Taking Science Learning to the Next Level

Year 8 students managed to squeeze in one more excursion at the end of an already jam-packed 2018. This was the culmination of their Science learning about Energy, Rock Formation and Body Systems. And so, the year concluded with an exciting excursion to the Murdoch University Anatomy Museum, Algae Research Centre and Mineral Processing Laboratory with real engaging hands-on activities that not only have enriched the students’ educational experience beyond the classroom but also wonderfully connected their classroom knowledge to its real-world relevance.

Our first stop was at the Murdoch Algae Research Centre where we were greeted by friendly student ambassadors and research scientists who walked us through various outdoor facilitates and indoor laboratories used to culture and harvest algae. Meanwhile, they patiently explained to us how they turn these algae into eco-friendly fuels, pharmaceutical supplements and sewage treatment agents. We were amazed by the innovative and wide-range use of such a seemingly insignificant substance.
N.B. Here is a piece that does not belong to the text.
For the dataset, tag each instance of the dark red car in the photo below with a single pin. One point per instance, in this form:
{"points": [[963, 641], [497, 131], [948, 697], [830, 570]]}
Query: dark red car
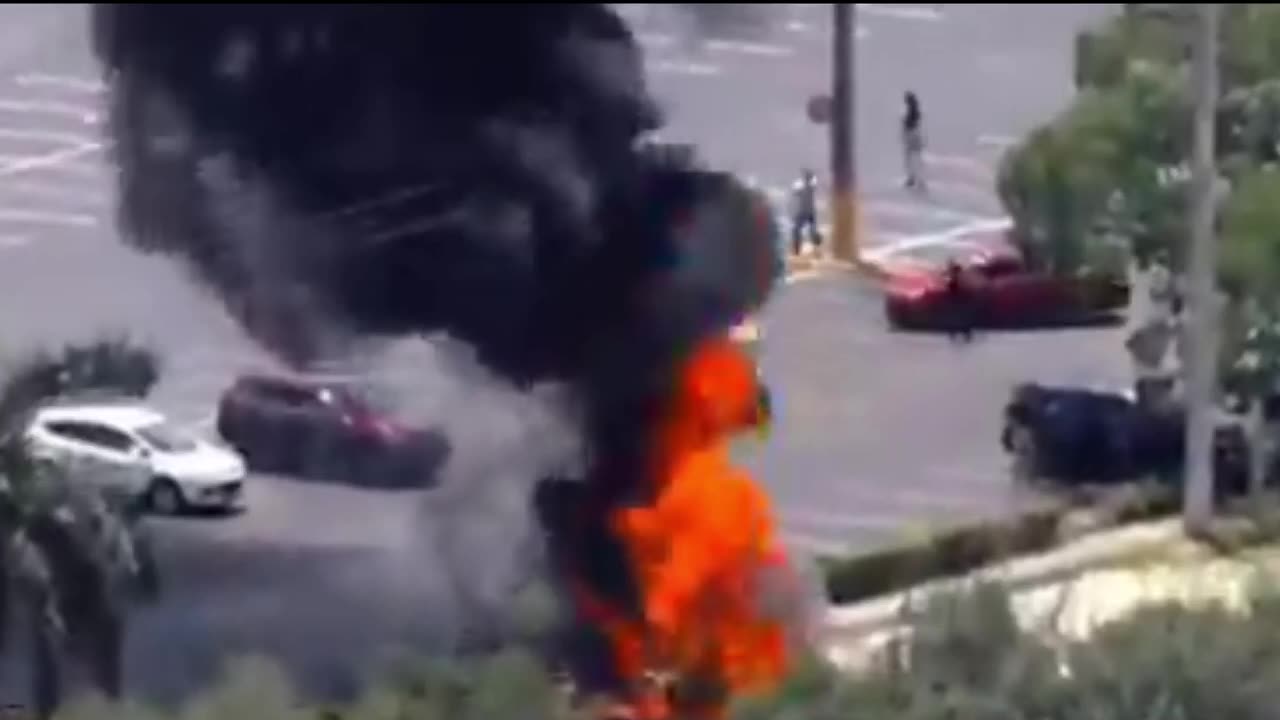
{"points": [[1004, 291], [325, 428]]}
Afterwards, we took a great tea break at the Murdoch Student Zone where nice food and drinks were served in a comfortable and modern setting. Our students had a good foretaste of the University lifestyle there. We enjoyed the Chatime, ice coffee, snacks and a good fellowship around the table.

We then headed to the Mineral Science Hydrometallurgy Laboratory where students were asked to put on lab coats, gloves and safety goggles for some serious business—copper leaching and electroplating! As they poured acid solution through a ground rock sample, a nice blue solution of copper was leached out into the container. They then passed strong electric current through the solution and observed reddish brown copper sheets forming on the electrodes. The students then gathered at the Pyrometallurgy Laboratory next door to watch smelting and reactive metallurgy demonstrations with explosive sparks.  Our students not only had real first-hand experience with the mineral processing methods, but also observed how the scientific method learned in the classroom was applied in improving the product yield in the industrial practice.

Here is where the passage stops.